——もう十数年チームとして演じてこられているということで、今回もスムーズに現場に入られましたか?森田 別に特別な感じもなく、スッと入れましたね。今回はアンドロメダ瞬として佐藤聡美が入ってきました。僕と同じ事務所の後輩なんですが、現場でこんなに長い時間一緒にいるのは初めてなんですよ。『聖闘士星矢』ではガヤとかでも確か一度も来ていないはずです。世代的にもかなり下になるのでどうなるかなと思っていたんですが、見事に堂々と演技してすぐに現場に慣れたので良かったなと思います。僕がとにかくバンバンアドリブを入れるので、それに驚くかなと思ったらすぐに対応してきましたし。チームとしてはすぐに出来上がった感じですね。
——佐藤聡美さんが入られて変わった部分はありますか?折笠 何も変わってないですね(笑)。そんなに意識はしてないというか。
森田 関係性は変わってないもんね。
折笠 瞬は瞬だな、っていう感じで。
——確かにそうですね。瞬が女性になるということですごく話題になりましたけど、実際に観ると自然にとけ込んでいますね。森田 別にアテナと瞬が女子トークをするわけでもないですしね。
折笠 仲間として馴染んでいますね。
——今回脚本はアメリカで書かれていて、原作漫画とも最初のアニメシリーズとも違う展開で、物語がすごく整理されている印象を受けました。そのあたりは演じながらどのように捉えていらっしゃいました?森田 目立つところでいうと今回はヴァンダー・グラードっていう人間が出てきます。元々グラード財団っていうものが原作にあって、このグラードってじゃあ何なんだろうと。実は原作で語られていなかった部分で、今回はそういうところも補完していこうというのもどうもあったらしくて、かなり根を詰めて脚本作りが行われたみたいですね。ほかにも6話までだと暗黒聖闘士(ブラックセイント)にもいろいろな意味が込められているので、そのあたりを読み解いて頂けるといいのかなと思います。ただ単に原作から外れてオリジナリティを出したのではなくて、原作の中から抽出した要素をさらに掘り下げるということを新しい『聖闘士星矢』でできたのではないかと思います。

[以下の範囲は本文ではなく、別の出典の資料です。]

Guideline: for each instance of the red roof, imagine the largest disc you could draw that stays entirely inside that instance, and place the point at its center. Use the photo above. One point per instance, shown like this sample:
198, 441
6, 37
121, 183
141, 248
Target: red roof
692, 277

——キャラクターとしてこれまでお二人が演じてこられた星矢/アテナと、今回の星矢/アテナではどういうところが変わったのか、あるいは変わっていない部分は?折笠 変わらないのは小宇宙(コスモ)ですよね、みんな。小宇宙は不変です(笑)。原作寄りだと沙織というかアテナってわりと俯瞰でみんなを見ている感じだったのが、今回はぐっと星矢の横にいるというか。みんなと目線が一緒なんだけど、時々女神モードになるという感じですね。
森田 演技に関して言うとほぼ変えてはいないんです。ただ、今回の星矢は、少し幼い顔つきに表現されているので、そこに合わせるようにしました。背景もアメリカのストリートみたいになっているので、今までやっていた「聖闘士」としての星矢というよりも、「普通」の星矢、そのへんにいる少年としての感じを強く残した演技にしています。ちょっとやんちゃ度が増しているというか、戦い方も一気呵成に行く、爆発力でドンドン押していく思いつきで戦っているような形で、バトルシーンは今までよりも大変でした。これをやる前に『冥王ハーデス冥界編』を観返したんですけど、そこまで「ペガサス流星拳」は張って言ってないんですよね。今回はすごく張って言ってるんですよ。
——そこはぜひ皆さん見比べて、というか聞き比べてほしいですね!森田 明らかな違いがありますよ(笑)。今回アテナが近くにいるっていうのは、チームの中に一緒にいる感じですごく好きですね。これまでいつもアテナって遠く離れたところにいたので。